January 30, 2021
Pearl River There hasn’t been a press release or news conference from the new Pentagon secretary or the Joint Chief of Staffs of the military arms of the United States that announces an internal shift in priorities, but if you put your ear to the ground, you can hear a serious cleanup operation reversing the Trump days of less accountability and encouragement of cowboy culture and rogue actors in the ranks. Part of this new emphasis is triggered by the concerns over veteran and military participation in the January storming of the Capitol, but I would wager it’s deeper than that, and really involves the top brass trying to bring accountability and discipline back in the ranks.
There are telltale signs of this shift starting to emerge everywhere.
- There was an announcement that the military has launched a deeper initiative to root out pockets of extremism and white supremacism in the ranks.
- The Inspector General of the Pentagon has announced that an investigation has begun of the special forces of all branches to assure that they are following the rules of war and whether scofflaws are being disciplined. This is an obvious response to Trump’s overruling the military procedures in the cases involving Navy Seals and others.

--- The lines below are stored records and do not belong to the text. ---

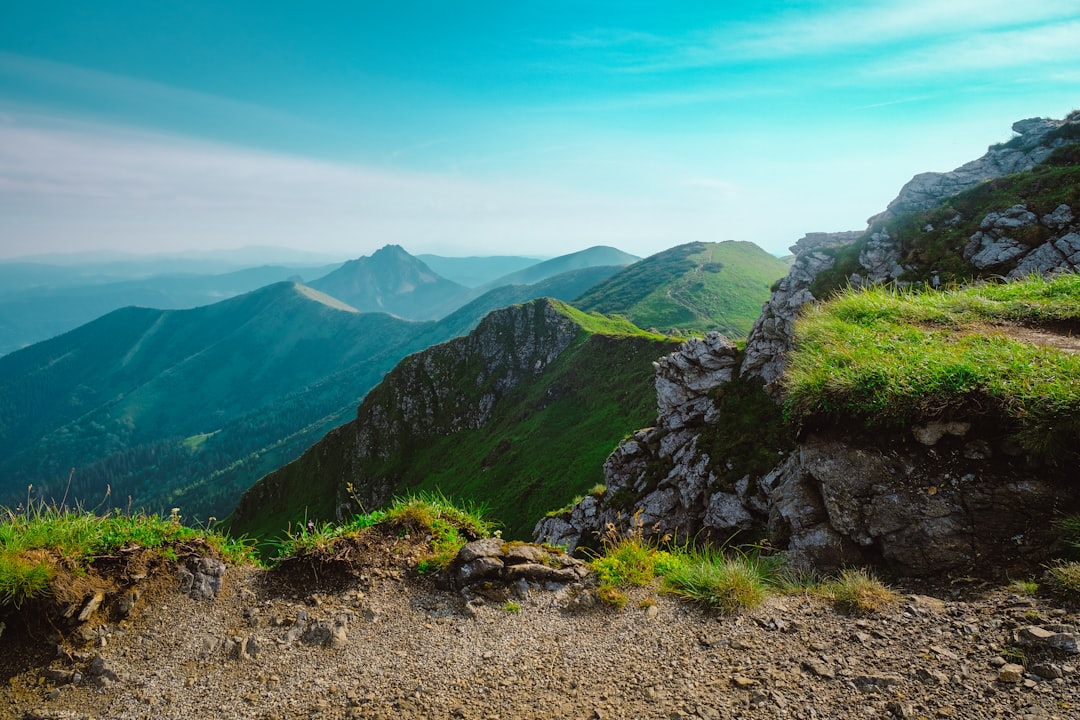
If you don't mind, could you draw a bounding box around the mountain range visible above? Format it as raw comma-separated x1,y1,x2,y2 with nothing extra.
0,241,785,522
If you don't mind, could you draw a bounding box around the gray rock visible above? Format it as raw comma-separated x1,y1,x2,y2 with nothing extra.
1016,626,1079,654
801,659,835,679
997,663,1025,683
1030,662,1064,680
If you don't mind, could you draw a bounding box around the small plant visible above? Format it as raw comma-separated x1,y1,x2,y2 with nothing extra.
1054,515,1080,557
661,548,781,614
595,585,627,608
823,568,898,614
1000,645,1027,666
1010,578,1039,595
503,600,521,613
1046,560,1080,595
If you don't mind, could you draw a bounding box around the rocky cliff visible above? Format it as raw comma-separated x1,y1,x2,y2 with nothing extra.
535,111,1080,576
229,298,679,542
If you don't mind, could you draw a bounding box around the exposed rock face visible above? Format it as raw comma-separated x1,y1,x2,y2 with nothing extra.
655,331,738,429
534,333,765,551
763,432,1080,575
743,113,1080,389
536,112,1080,576
871,116,1074,223
740,231,860,388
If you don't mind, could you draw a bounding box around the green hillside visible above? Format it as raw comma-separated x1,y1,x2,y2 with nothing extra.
0,283,437,520
575,241,789,337
228,299,680,545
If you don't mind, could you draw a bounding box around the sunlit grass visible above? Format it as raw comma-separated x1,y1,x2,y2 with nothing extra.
0,503,255,609
784,274,1080,461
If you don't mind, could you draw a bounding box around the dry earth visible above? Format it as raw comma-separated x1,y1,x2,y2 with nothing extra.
1,533,1078,720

- The fact that the military cooperated with the FBI in vetting National Guard troops assigned to protect the inauguration and reassigned a dozen, several of whom were seen as sympathizers with the rebellion is interesting, as is the problem that the Pentagon delayed mobilizing the National Guard when the Capitol was under attack.
- There is no question that the military was embarrassed by the attention given to veterans, especially those dressed in tactical gear, in the riot, and were firm when they refused to be mobilized in the wake of the George Floyd demonstrations for Trump political aims. The brass clearly believes that they just barely escaped being politicized and weaponized by the former president, and wants to restore its neutrality.
I talked about all of these issues on Wade’s World with Rev. Richard Bell, a leader in ACORN’s Louisiana affiliate, A Community Voice, but also commander of the New Orleans unit of the American Legion, and a 36-year veteran of the National Guard, retiring in 2014. Bell was an Equal Opportunity specialist within the Guard. He believed there has been progress, but that racism continues to be deeply embedded in the armed forces, and will require a top command priority involving extensive training and disciplinary actions, including court martials and dishonorable discharges, some of which he was responsible for handling during his service.
He sees the problem as serious, because the military has to be neutral and able to serve all the public in tense times and be understood domestically and internationally in such a manner. The Capitol riots were an embarrassment to him and others who have served, but he argued strongly that if these issues are given priority from the top, the military is more than able to be a model of equity within its ranks and within the community and country.
There are certainly signs that the big whoops realize they have had some huge problems. We’ll have to watch for the real results, as Bell cautions, not just the signals that seem to be cropping up everywhere.